Zira bahse girildiği andan itibaren, kişinin elinde tuttuğunu sandığı o güzelim şeylerin hepsi gözden silinir gider.
Psikanalize başvuran özne, Lacan’ın ifadesiyle, bir bahis oynamayı göze almış kişidir; bu, yalnızca bilinçdışının kartlarıyla oynanan bir oyun değil, aynı zamanda “hazır bilinenlerin”, yani simgesel düzende ona sunulmuş kimliklerin(ayna evresi), anlamların ve söylemlerin masaya(divan) yatırılmasıdır.
Bu sürece giren özne, bildiklerinden vazgeçmeyi, onları kaybetmeyi göze alandır.—ve tam da bu kayıpla birlikte bir boşlukla, kimi zaman da bir depresyonla karşı karşıya kalır.
Ancak bu boşluk, bir yıkım değil, arzuya açılan bir alan olabilir. Lacan’ın “arzu, Öteki’nin arzusudur” önermesiyle düşünecek olursak, özne bu boşlukta artık başkasının söylemiyle belirlenmemiş, kendi arzusuna doğru bir adım atma şansını elde eder. Konuşan özne, bu kayıptan doğan boşluğu, yeni bir anlamlandırmayla—yani kendi arzusu doğrultusunda—yeniden kurar. Bu noktada psikanalitik süreç, kaybın yasını tutmakla kalmaz; o kaybı, arzunun motoru haline getirerek, öznenin kendi öyküsünü yeniden yazmasına alan açar.
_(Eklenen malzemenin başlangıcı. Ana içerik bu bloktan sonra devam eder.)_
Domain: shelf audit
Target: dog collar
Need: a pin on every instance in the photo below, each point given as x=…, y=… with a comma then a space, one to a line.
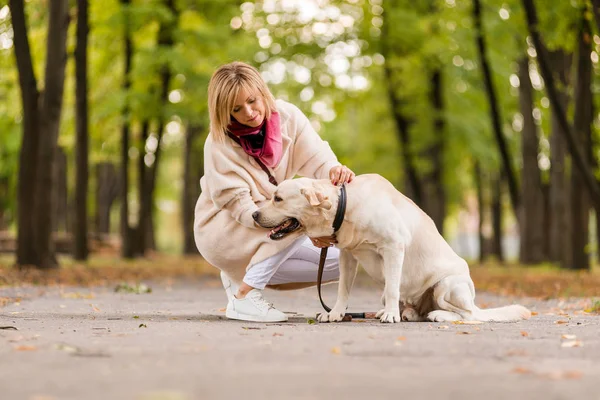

İşte böylece, ilk başta kayıp gibi görünen şey, özne için dönüşen bir kazanca, yani kaybettiği yerde kazanılan bir bahise dönüşür. Psikanaliz, bu anlamda, öznenin kendiyle girdiği en ciddi oyundur; oyunun ödülü ise, artık Başkasının(O) diliyle değil, kendi arzusu doğrultusunda konuşabilme kapasitesidir.